Conversely, there are a quite a few creatively bold Trek episodes which branch significantly into different genres, yet don't go too far which are commonly found at the top of "Best Episode Ever" lists. For example, TOS episode "City on the Edge of Forever" is considered one of the greatest episodes of not just Trek but any sci-fi show - and it's a 1930s noir detective story! Yet when you read descriptions of it, it's not described as "that noir detective episode", it's more "the amazing Star Trek story Harlan Ellison wrote." It's not remembered for the gimmick, it's revered for the story.

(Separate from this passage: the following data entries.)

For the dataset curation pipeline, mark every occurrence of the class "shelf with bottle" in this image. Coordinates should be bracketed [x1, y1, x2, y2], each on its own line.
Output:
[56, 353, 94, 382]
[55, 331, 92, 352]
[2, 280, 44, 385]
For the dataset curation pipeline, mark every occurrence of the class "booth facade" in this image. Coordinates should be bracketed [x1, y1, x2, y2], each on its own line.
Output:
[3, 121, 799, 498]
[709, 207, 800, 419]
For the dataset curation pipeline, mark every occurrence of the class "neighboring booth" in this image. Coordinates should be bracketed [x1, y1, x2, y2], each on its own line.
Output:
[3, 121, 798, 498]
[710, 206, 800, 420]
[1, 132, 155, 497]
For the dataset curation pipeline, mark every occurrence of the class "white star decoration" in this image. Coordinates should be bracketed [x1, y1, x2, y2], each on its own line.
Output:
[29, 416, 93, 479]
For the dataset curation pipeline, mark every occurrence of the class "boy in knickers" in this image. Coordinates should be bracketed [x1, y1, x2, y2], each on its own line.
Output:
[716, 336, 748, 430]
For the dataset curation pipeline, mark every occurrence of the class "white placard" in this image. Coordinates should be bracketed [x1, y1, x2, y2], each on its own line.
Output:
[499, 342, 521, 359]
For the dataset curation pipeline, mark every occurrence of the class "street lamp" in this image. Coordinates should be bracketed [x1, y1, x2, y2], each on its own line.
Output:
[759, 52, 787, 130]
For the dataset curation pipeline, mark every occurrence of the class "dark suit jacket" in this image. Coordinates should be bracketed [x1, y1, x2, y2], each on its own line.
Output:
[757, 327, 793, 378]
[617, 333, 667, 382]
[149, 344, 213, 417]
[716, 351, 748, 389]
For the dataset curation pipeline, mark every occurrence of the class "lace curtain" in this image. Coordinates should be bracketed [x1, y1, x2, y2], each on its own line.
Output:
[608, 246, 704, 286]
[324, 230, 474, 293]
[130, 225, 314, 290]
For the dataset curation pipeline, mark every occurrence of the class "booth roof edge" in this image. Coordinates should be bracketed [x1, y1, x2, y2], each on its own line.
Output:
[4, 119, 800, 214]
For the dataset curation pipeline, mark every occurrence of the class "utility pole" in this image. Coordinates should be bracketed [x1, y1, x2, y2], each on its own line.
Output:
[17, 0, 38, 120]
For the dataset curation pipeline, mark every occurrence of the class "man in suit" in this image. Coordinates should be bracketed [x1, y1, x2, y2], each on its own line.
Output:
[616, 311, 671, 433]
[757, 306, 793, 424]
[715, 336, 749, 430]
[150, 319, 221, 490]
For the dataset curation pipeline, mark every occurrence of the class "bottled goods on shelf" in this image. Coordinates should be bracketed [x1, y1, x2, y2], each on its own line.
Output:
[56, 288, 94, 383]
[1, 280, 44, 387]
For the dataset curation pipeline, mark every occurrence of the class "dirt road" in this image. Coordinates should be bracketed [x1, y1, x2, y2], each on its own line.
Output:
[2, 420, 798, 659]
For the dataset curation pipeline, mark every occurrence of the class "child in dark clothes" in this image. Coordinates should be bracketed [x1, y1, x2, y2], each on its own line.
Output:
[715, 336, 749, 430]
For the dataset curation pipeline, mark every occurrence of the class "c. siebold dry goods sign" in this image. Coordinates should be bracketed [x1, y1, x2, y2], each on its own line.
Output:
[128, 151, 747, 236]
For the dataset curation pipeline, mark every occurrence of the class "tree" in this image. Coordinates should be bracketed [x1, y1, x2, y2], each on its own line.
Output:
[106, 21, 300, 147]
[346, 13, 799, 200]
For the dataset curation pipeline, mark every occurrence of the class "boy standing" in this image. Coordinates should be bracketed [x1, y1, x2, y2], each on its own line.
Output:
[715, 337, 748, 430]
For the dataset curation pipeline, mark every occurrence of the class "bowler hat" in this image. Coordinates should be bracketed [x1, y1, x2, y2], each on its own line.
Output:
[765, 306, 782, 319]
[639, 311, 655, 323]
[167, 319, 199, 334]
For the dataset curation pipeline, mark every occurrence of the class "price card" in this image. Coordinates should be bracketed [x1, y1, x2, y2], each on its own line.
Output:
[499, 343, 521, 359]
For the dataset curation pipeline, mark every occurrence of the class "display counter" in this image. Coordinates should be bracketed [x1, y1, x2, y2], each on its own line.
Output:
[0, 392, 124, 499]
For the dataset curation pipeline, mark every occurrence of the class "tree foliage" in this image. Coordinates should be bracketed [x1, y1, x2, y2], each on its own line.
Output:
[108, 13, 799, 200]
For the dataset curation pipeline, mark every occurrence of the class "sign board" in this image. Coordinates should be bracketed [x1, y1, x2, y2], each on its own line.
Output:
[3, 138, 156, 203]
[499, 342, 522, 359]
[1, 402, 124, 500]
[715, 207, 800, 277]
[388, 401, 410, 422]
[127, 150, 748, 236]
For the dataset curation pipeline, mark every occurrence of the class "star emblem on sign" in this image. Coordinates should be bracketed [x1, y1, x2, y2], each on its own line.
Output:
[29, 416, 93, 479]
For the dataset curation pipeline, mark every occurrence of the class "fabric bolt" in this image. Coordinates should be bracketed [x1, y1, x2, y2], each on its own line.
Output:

Similarly, TNG episode "Inner Light" is an adult drama that could easily be a non-sci-fi fantasy movie starring Tom Hanks - yet is ranked in the top five TNG episodes of all time. The key difference is they are great episodes with gimmicks, not episodes with great gimmicks.

I agree about the difference between "great episodes with gimmicks" and "episodes with great gimmicks" and I'd put the SNW musical episode into the latter - it was them having fun with the whole premise and probably shouldn't be considered canon.

Personally, I enjoy it when writers/producers try out an experiment and have particular episodes that don't really fit in with the themes and expectations of the series as a whole, but they do tend to polarise people.

The classic example that I think of with regards to musical episodes is the Buffy The Vampire Slayer epsiode "Once More, With Feeling". Joss Whedon had been experimenting with different concepts, such as "Hush" (the opposite of a musical episode) and "The Body" (stunning piece of television in my view), so throwing in a musical episode wasn't completely unexpected, but that particular episode pushed forwards and resolving some major plot points with characters revealing deep secrets.

(It's interesting that the three Buffy episodes I mentioned are considered the best episodes despite them having dramatically different styles).